Prepping for Node JS

I've got a philosophy about code (that is often valid in the wider world) that the context of an action is as important as the action itself. As much as possible in this blog, I'm going to attempt to share the context and tool-chain I'm using. In the next few posts I'll be exploring building a web app with Node JS. Before you can go out and write a line of code though, you need a dev environment. These are the steps I used to create mine. (I'm working from memory here - sorry. In future posts, I'll write things down as I do them.)
I decided not to run Node on Windows because I have a slight aversion to Cygwin. Also, I like the portability of a virtual machine. Theoretically, you can save the VM state, and move it to another computer, clone it to multiple computers, whatever.

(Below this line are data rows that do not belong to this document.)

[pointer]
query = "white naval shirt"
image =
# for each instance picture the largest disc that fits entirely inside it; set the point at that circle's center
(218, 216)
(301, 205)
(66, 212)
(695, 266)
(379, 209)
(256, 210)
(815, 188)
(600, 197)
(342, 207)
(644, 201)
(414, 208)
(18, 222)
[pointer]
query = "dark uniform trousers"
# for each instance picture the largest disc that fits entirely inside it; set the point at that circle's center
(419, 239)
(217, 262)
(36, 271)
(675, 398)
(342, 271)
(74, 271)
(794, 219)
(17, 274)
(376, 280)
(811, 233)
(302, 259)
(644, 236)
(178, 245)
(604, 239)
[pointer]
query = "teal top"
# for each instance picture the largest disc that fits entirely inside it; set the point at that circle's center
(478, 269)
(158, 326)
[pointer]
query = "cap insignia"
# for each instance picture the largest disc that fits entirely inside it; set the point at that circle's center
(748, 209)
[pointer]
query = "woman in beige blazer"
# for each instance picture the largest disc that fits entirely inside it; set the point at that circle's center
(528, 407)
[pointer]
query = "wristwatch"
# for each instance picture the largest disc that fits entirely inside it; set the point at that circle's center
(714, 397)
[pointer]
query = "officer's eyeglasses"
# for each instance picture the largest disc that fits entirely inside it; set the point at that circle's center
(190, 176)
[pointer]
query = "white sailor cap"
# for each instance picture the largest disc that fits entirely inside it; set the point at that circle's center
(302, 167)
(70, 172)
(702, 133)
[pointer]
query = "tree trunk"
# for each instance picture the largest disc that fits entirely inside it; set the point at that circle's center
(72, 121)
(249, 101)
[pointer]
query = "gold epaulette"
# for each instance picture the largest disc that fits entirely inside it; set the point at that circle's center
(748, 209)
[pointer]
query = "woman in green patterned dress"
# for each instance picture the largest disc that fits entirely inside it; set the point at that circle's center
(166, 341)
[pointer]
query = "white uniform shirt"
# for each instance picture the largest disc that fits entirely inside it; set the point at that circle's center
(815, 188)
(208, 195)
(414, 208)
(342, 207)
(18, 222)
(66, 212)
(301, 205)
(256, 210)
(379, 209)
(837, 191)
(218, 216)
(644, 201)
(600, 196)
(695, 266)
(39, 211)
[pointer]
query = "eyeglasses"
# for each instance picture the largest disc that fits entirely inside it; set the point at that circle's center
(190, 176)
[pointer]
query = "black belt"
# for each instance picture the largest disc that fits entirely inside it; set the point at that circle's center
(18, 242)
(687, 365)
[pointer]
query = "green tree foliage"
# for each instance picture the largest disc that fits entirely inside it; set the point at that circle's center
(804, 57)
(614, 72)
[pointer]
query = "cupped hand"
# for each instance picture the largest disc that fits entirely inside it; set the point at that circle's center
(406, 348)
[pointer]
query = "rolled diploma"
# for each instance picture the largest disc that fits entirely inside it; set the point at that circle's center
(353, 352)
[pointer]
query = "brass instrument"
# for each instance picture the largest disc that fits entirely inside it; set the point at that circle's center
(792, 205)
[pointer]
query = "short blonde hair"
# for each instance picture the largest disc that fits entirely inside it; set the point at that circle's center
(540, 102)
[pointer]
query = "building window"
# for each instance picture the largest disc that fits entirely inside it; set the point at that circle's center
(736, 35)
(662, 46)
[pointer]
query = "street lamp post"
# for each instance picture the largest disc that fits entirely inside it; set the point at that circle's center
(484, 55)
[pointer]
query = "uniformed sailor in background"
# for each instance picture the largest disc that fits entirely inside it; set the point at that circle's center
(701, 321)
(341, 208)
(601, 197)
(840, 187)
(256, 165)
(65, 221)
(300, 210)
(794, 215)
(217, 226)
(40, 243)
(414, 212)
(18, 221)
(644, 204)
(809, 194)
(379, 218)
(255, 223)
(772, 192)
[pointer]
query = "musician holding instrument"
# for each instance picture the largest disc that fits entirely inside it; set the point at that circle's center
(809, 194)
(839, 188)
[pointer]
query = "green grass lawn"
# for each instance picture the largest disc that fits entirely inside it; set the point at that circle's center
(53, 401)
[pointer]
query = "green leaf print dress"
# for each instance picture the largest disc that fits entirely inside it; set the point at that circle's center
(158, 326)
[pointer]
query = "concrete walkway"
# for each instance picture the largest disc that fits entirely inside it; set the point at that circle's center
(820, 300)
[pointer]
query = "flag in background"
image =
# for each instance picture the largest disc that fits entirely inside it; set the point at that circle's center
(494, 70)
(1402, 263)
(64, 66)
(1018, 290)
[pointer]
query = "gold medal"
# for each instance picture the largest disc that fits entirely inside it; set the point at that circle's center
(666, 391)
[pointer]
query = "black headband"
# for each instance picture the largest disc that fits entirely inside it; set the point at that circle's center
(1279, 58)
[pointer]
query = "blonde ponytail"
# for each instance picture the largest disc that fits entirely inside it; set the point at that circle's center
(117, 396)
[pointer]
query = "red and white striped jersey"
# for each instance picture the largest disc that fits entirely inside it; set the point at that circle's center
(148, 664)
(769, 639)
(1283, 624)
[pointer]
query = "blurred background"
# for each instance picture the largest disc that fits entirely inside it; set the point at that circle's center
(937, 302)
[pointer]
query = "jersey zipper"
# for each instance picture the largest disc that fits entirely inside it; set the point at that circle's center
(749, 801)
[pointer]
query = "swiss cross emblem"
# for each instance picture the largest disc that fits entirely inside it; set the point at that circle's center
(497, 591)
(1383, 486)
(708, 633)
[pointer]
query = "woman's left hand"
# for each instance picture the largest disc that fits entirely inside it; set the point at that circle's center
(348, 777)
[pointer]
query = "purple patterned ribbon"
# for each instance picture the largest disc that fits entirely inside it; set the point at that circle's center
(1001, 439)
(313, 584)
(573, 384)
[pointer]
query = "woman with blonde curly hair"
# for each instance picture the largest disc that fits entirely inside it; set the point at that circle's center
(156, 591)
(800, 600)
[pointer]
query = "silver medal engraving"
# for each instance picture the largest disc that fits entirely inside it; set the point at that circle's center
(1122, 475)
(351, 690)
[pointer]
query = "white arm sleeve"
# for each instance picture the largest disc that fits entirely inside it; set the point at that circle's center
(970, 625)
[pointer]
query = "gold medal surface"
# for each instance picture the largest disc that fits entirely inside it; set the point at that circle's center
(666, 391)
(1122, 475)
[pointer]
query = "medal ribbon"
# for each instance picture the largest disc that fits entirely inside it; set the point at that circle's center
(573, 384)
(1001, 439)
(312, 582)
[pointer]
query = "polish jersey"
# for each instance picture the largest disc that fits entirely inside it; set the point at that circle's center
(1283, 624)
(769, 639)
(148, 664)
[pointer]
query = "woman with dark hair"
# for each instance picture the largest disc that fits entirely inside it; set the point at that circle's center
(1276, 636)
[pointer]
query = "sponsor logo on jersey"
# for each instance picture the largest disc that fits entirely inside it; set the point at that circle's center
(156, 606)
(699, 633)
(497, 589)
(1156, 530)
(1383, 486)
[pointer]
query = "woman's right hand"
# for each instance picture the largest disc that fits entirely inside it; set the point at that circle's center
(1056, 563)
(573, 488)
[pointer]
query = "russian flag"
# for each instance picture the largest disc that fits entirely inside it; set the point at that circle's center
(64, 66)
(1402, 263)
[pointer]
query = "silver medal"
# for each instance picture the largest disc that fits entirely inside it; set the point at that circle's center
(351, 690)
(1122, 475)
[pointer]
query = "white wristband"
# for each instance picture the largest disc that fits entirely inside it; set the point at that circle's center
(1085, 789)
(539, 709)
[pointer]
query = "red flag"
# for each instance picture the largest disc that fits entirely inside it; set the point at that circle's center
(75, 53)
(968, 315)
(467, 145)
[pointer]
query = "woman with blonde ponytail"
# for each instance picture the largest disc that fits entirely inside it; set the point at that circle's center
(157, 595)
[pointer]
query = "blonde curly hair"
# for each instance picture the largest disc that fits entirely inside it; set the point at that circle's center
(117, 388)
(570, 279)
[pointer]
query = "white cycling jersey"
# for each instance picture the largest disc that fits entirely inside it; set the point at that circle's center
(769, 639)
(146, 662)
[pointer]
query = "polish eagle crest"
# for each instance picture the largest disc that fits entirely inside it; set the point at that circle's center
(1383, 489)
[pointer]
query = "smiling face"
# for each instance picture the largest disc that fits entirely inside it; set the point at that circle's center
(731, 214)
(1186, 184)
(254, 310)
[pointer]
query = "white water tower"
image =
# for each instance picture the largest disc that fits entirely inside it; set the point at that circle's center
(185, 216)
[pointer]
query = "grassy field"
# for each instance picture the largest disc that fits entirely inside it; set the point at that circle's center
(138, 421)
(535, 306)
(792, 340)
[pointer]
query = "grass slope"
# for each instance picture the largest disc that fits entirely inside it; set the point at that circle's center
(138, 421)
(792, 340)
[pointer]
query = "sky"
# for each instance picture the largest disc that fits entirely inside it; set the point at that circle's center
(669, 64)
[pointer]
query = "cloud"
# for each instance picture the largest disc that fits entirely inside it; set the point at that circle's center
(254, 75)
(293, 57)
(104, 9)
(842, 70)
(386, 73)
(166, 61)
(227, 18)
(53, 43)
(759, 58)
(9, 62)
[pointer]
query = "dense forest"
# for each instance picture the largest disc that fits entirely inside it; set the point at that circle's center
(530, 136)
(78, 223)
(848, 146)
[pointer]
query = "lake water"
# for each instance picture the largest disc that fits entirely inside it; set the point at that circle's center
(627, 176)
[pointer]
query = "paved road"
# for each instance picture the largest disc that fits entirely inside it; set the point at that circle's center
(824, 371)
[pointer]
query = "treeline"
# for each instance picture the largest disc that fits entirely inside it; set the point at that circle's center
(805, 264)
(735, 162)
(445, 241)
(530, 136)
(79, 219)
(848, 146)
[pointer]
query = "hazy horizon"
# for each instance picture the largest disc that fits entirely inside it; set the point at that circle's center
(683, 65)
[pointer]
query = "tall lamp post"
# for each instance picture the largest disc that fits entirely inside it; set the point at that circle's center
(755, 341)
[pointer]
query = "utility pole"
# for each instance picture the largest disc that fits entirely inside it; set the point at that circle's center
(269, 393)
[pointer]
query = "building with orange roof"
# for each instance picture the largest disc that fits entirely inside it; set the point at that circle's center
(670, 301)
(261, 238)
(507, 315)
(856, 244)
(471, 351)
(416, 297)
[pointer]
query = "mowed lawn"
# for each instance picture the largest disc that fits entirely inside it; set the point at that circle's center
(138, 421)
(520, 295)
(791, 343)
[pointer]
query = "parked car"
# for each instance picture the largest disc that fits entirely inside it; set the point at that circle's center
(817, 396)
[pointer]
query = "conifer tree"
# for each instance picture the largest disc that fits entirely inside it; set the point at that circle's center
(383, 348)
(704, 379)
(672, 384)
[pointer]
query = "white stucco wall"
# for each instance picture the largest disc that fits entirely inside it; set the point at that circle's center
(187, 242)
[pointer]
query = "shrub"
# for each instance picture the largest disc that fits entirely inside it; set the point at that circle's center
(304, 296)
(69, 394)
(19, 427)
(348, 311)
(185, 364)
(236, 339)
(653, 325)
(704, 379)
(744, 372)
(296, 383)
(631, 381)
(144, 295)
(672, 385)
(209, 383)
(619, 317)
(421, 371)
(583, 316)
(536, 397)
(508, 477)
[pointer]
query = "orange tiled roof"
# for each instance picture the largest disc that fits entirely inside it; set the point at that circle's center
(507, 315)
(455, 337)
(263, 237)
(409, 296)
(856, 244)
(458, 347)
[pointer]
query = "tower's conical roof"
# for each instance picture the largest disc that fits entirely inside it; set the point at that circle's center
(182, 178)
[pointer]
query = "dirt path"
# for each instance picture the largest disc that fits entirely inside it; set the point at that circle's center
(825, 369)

Of course, a bare Linux installation is almost completely worthless. First, I gave my user sudo access (?!! You would think this would be a default. You would be wrong.), and installed the following:
  • Chrome
  • curl (because Node programmers aren't allowed to use a browser, y'know)
  • git (programmers should feel naked without some sort of source control)
  • NodeJS
  • NPM
  • MongoDB
  • CouchDB
Yes, I did download both MongoDb and CouchDb. I currently have zero experience with NoSQL databases, and I wanted to try these two out. Probably be using CouchDb the most though, because of the awesome stuff they're developing over at CouchBase.

So far, the NPM packages I've installed are
Most of the action in the upcoming posts will center around socket.io.

EDIT: I also installed Expresso, later. Can't forget testing!